Habituée à l’exercice de l’interview de l’autre côté du micro, Marine Bohin se retrouve catapultée dans le rôle principal de « Belle enfant ». De quoi avoir envie de l’interroger sur sa manière de vivre ces rencontres journalistiques avec un regard différent…

Qu’est-ce que ça fait d’être interviewée plutôt qu’interviewer ?

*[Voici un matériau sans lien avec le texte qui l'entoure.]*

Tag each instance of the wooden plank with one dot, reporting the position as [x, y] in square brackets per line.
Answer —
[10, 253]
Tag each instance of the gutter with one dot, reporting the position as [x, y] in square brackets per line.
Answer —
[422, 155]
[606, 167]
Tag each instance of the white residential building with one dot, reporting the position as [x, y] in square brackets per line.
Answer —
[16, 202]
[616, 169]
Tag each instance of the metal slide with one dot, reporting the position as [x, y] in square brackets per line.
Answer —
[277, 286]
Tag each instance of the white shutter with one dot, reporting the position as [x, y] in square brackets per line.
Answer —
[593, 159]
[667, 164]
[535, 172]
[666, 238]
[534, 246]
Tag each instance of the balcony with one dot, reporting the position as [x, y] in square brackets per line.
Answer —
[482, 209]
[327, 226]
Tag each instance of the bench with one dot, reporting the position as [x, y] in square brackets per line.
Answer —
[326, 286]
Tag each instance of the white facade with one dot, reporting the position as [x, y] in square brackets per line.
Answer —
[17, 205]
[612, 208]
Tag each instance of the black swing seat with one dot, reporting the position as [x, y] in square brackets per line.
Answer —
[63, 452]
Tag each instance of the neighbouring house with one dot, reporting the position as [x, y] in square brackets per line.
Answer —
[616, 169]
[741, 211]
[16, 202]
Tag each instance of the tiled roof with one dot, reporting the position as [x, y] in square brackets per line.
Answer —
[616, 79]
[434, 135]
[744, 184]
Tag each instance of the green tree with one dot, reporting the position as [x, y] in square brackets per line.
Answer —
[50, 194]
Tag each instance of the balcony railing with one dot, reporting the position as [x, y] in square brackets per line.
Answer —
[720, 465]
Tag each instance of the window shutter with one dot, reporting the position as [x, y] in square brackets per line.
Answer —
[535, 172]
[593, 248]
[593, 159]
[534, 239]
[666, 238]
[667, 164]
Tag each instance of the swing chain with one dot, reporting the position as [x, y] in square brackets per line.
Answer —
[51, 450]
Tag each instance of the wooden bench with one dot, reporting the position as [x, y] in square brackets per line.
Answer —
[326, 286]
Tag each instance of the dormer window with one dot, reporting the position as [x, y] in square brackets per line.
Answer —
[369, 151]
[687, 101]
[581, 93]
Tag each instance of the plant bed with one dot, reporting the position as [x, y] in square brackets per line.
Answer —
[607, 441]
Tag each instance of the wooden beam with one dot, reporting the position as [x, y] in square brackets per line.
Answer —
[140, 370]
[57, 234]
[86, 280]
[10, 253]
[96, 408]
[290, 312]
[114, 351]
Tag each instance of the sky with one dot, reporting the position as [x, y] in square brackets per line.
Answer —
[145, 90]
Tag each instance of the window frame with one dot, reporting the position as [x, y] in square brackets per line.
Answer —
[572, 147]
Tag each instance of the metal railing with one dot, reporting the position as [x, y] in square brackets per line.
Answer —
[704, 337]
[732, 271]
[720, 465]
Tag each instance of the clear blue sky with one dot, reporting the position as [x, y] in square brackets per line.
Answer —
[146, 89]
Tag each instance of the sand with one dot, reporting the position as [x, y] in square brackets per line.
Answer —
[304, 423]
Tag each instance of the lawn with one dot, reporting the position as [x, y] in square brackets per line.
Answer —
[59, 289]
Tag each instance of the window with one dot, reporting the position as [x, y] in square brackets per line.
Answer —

(Rires) Pour être tout à fait honnête, ce n’est pas simple du tout. C’est-à-dire que je suis pourtant quelqu’un à l’aise à l’oral, je suis assez à l’aise avec les gens de façon générale mais là, c’est vrai que le fait que j’aie ce premier rôle, je ressens une certaine pression. Du coup, quand je suis interviewée, j’ai l’impression d’avoir plein d’injonctions qui me viennent dans la tête et en même temps que je réponds, je me dis que je ne dois pas oublier de citer mes collègues dans le film, que je dois être concise et synthétique dans mes réponses. Je dois être en même temps cool et que mes réponses ne doivent pas être trop lisses car on sait quand on interviewe quelqu’un que ce n’est pas intéressant d’avoir des réponses préfabriquées. Je pense à tout ça, qu’il faille que j’articule bien. C’est très compliqué d’être interviewée et je ne m’attendais pas à ce que ce soit autant le cas. Après, ça va, je tombe sur des gens cools ! (rires)

C’est donc plus difficile qu’interviewer ?

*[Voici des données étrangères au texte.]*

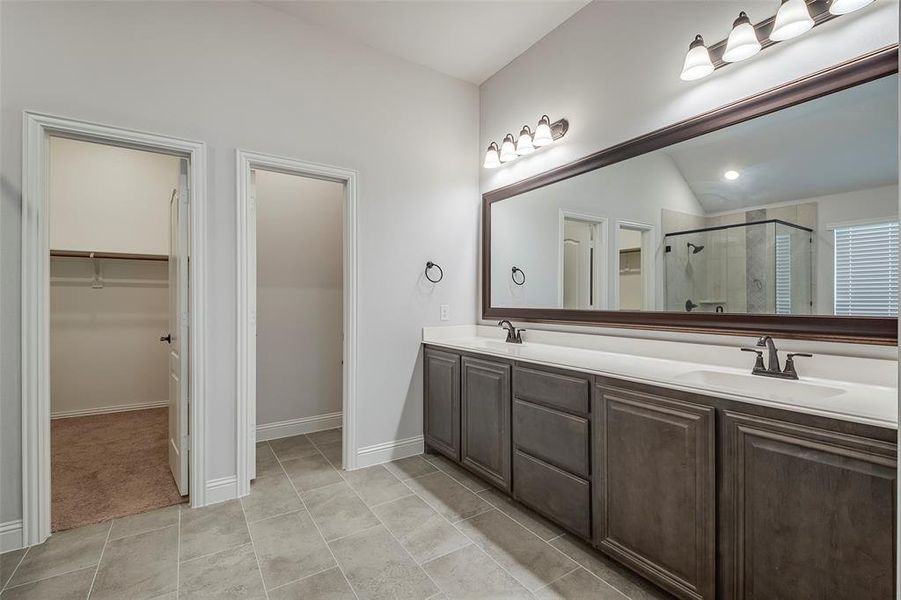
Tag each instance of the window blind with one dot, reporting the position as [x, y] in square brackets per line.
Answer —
[783, 274]
[866, 270]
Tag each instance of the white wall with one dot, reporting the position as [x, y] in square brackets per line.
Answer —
[109, 199]
[105, 352]
[300, 316]
[243, 75]
[525, 229]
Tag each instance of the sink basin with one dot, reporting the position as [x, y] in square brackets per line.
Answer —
[496, 345]
[759, 385]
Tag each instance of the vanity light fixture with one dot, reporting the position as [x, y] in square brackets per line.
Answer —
[543, 135]
[508, 149]
[492, 159]
[843, 7]
[793, 19]
[697, 61]
[524, 143]
[528, 142]
[743, 42]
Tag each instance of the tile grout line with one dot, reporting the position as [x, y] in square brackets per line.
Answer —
[99, 561]
[312, 520]
[253, 546]
[394, 537]
[178, 558]
[471, 541]
[13, 574]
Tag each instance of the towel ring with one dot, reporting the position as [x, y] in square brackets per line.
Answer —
[429, 265]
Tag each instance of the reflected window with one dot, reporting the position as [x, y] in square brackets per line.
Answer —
[866, 270]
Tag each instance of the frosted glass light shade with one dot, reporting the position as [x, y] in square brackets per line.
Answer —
[843, 7]
[792, 20]
[742, 43]
[492, 159]
[508, 149]
[697, 61]
[543, 135]
[524, 143]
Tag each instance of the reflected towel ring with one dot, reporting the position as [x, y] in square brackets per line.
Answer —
[430, 265]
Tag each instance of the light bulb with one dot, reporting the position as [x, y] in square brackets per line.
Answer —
[524, 143]
[492, 160]
[742, 43]
[543, 135]
[697, 61]
[792, 20]
[508, 149]
[843, 7]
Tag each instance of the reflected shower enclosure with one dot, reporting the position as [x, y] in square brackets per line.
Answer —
[758, 267]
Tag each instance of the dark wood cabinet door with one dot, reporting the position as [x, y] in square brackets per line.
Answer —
[441, 371]
[486, 398]
[806, 514]
[655, 486]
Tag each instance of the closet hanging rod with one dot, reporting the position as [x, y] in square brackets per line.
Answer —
[112, 255]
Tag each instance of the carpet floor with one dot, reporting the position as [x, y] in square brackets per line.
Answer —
[108, 466]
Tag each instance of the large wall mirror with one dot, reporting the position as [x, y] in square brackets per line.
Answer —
[776, 214]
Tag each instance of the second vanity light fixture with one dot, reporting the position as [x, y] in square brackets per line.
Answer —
[794, 18]
[527, 142]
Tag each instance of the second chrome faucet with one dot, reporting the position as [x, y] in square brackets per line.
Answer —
[514, 335]
[772, 368]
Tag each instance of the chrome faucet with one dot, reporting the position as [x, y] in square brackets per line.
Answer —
[514, 335]
[773, 369]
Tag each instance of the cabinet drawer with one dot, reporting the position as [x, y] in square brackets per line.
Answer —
[561, 497]
[565, 392]
[555, 437]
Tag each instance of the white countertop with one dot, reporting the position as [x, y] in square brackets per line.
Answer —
[855, 401]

Je ne sais pas, je dirais que ça dépend du moment, de ce qu’on représente aussi. Moi là, j’ai l’impression d’avoir la promo du film sur les épaules. Je ne dis pas du tout ça avec prétention mais c’est vrai que, comme je suis beaucoup plus disponible, je suis beaucoup interviewée et mise en avant. C’est ça aussi : je crois que je me mets la pression toute seule.

Pour revenir au film lui-même, comment es-tu arrivée dessus ?

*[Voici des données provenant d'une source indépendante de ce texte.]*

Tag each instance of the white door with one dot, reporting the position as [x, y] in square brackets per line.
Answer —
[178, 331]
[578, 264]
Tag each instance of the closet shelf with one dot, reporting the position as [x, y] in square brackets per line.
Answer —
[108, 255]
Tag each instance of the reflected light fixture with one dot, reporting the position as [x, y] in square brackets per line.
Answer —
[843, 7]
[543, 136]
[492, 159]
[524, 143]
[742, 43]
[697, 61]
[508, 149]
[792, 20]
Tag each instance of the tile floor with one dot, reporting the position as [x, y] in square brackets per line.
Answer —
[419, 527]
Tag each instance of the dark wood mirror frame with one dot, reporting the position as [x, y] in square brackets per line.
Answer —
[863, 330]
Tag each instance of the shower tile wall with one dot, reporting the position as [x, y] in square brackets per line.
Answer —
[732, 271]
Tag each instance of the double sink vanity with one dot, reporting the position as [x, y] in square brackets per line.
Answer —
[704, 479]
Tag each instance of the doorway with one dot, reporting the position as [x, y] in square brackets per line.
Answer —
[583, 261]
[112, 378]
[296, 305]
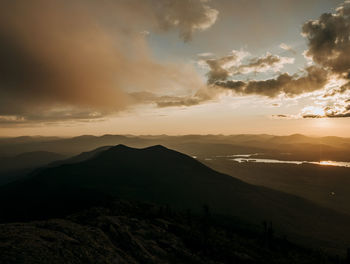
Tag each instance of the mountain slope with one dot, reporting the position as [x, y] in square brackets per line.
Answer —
[157, 174]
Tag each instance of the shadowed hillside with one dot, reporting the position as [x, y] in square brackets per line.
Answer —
[159, 175]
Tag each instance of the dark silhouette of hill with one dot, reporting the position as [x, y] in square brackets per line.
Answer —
[15, 167]
[134, 232]
[299, 147]
[159, 175]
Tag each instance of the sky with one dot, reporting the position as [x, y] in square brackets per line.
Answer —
[174, 67]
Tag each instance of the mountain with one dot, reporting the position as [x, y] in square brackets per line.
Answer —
[136, 232]
[163, 176]
[15, 167]
[299, 147]
[325, 185]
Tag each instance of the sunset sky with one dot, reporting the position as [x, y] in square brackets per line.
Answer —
[71, 67]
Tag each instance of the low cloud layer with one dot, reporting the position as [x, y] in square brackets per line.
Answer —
[232, 65]
[313, 79]
[84, 56]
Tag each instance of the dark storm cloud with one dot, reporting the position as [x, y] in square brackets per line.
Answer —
[84, 55]
[328, 47]
[313, 79]
[224, 67]
[329, 40]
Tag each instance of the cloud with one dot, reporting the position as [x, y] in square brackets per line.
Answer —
[313, 79]
[266, 63]
[202, 95]
[84, 56]
[287, 48]
[337, 110]
[232, 64]
[329, 40]
[187, 16]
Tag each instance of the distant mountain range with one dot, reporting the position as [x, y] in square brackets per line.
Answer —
[299, 147]
[166, 177]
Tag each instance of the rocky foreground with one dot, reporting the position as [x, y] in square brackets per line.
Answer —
[125, 232]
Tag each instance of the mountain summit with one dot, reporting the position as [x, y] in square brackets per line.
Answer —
[166, 177]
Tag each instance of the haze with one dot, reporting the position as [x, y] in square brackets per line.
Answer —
[174, 67]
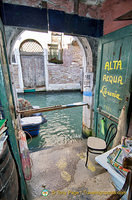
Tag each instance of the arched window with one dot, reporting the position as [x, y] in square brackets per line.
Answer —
[31, 46]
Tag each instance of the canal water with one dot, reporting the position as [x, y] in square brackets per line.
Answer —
[61, 125]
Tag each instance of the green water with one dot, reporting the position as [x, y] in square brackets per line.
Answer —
[61, 125]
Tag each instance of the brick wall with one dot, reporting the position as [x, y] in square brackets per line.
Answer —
[111, 10]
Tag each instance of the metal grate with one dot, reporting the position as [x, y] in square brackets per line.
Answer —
[31, 46]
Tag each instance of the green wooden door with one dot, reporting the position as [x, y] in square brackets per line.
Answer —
[8, 110]
[113, 80]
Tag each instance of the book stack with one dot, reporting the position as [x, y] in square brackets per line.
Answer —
[116, 159]
[3, 135]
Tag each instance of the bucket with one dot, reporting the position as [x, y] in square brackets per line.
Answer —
[8, 176]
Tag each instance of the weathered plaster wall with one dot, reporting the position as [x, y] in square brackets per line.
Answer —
[111, 9]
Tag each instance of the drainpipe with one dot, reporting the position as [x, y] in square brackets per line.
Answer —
[76, 6]
[87, 97]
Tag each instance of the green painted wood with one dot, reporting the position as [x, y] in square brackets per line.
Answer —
[114, 74]
[6, 98]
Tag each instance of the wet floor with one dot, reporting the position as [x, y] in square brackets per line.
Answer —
[62, 125]
[61, 171]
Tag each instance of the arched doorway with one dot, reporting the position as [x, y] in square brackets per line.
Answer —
[32, 62]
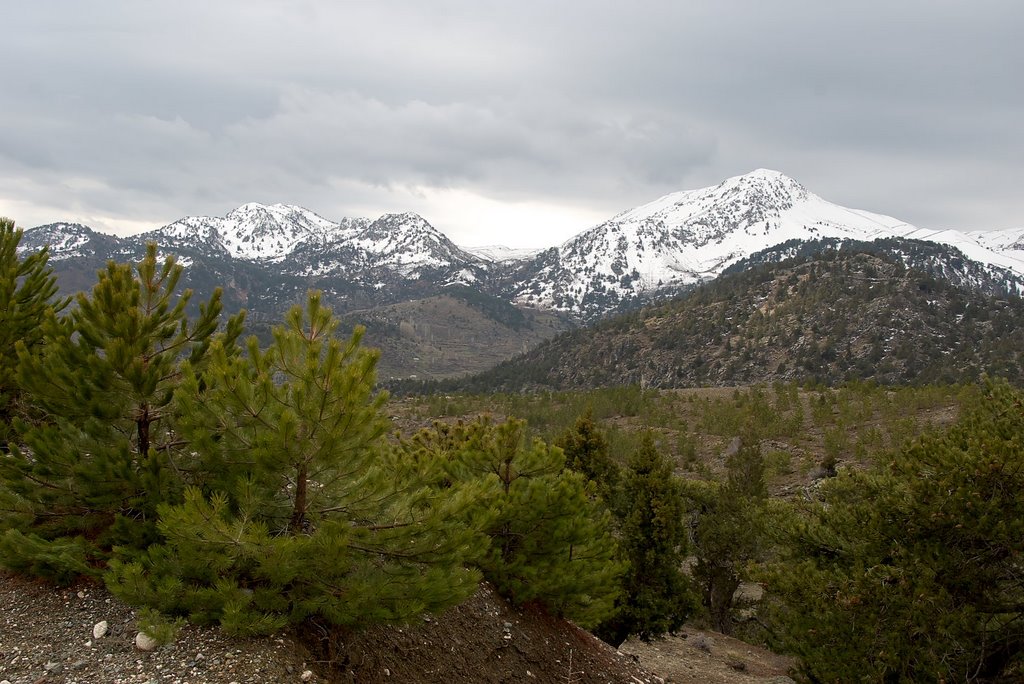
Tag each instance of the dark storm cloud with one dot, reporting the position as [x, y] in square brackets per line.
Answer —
[127, 110]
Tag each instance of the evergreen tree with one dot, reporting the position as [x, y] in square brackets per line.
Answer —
[304, 512]
[587, 453]
[89, 475]
[28, 296]
[912, 571]
[656, 595]
[726, 530]
[549, 543]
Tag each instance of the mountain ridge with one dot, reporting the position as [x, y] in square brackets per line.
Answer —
[642, 254]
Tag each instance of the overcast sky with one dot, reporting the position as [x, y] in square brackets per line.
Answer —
[519, 123]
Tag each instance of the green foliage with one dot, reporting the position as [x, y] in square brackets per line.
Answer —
[28, 296]
[158, 627]
[656, 594]
[90, 472]
[587, 453]
[911, 571]
[549, 543]
[727, 530]
[304, 512]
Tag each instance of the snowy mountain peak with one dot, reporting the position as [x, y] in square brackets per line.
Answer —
[252, 231]
[688, 237]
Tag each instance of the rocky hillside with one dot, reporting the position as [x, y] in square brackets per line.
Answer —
[826, 316]
[267, 257]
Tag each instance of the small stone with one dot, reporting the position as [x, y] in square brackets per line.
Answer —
[144, 642]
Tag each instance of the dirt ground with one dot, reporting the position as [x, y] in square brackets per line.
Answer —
[697, 656]
[47, 636]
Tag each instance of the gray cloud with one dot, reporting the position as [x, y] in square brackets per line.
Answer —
[127, 112]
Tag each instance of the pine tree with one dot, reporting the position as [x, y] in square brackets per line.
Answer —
[549, 542]
[656, 595]
[587, 453]
[305, 513]
[90, 473]
[726, 530]
[28, 296]
[911, 571]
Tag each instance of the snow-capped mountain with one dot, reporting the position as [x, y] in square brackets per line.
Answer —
[68, 241]
[269, 255]
[689, 237]
[501, 253]
[251, 232]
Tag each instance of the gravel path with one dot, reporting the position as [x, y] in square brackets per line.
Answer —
[46, 637]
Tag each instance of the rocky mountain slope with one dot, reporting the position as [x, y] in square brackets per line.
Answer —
[266, 257]
[828, 315]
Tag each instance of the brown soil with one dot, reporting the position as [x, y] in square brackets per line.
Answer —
[697, 656]
[46, 637]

En gros, je vis sur Paris mais je vivais à un moment sur Montpellier. J’ai terminé mes études de cinéma là-bas, avec un master en Théorie du cinéma. J’ai toujours joué, je joue depuis que j’ai 13 ans et j’ait fait partie de pas mal de troupes de théâtre quand j’étais en master de cinéma. Ça me prenait même une bonne partie de ma vie. J’estime néanmoins être autodidacte car je n’ai pas eu de vraie formation considérée comme sérieuse. Je n’ai pas fait d’école ou de conservatoire, j’ai appris sur le tas. À Montpellier, j’ai fait beaucoup de cinéma mais de façon un peu underground, alternative, avec des gens qui ne sortaient pas nécessairement d’écoles et qui voulaient être chef op, réals, ingés sons, comédiens, et on se retrouvait finalement à faire tous nos projets ensemble de façon autofinancée, très à l’arrache, avec pas d’argent mais beaucoup d’idées et de passions. C’est comme ça que j’ai commencé finalement à faire du cinéma. Après, au fur et à mesure, j’ai réussi à faire des petites interventions dans des séries TV, dans des clips et des courts-métrages. C’est vrai que Jim m’a connue comme ça car le milieu audiovisuel de Montpellier est un petit milieu. Donc, ce n’était pas surprenant que Jim repère mon nom et quand il m’a proposé « Belle enfant », le fait que je venais de ce ciné « à l’arrache », je pense qu’il s’est dit que je n’allais pas avoir peur qu’il n’ait pas encore de budget et de prod car j’étais suffisamment passionnée en venant de ce cinéma très collectif pour avoir peur de partir sur ce projet. Je lui ai dit en effet que ce n’était pas grave qu’on commence à tourner sans avoir d’argent. Au final, par la suite, on a fini par trouver une prod et tout mais les débuts étaient assez fous.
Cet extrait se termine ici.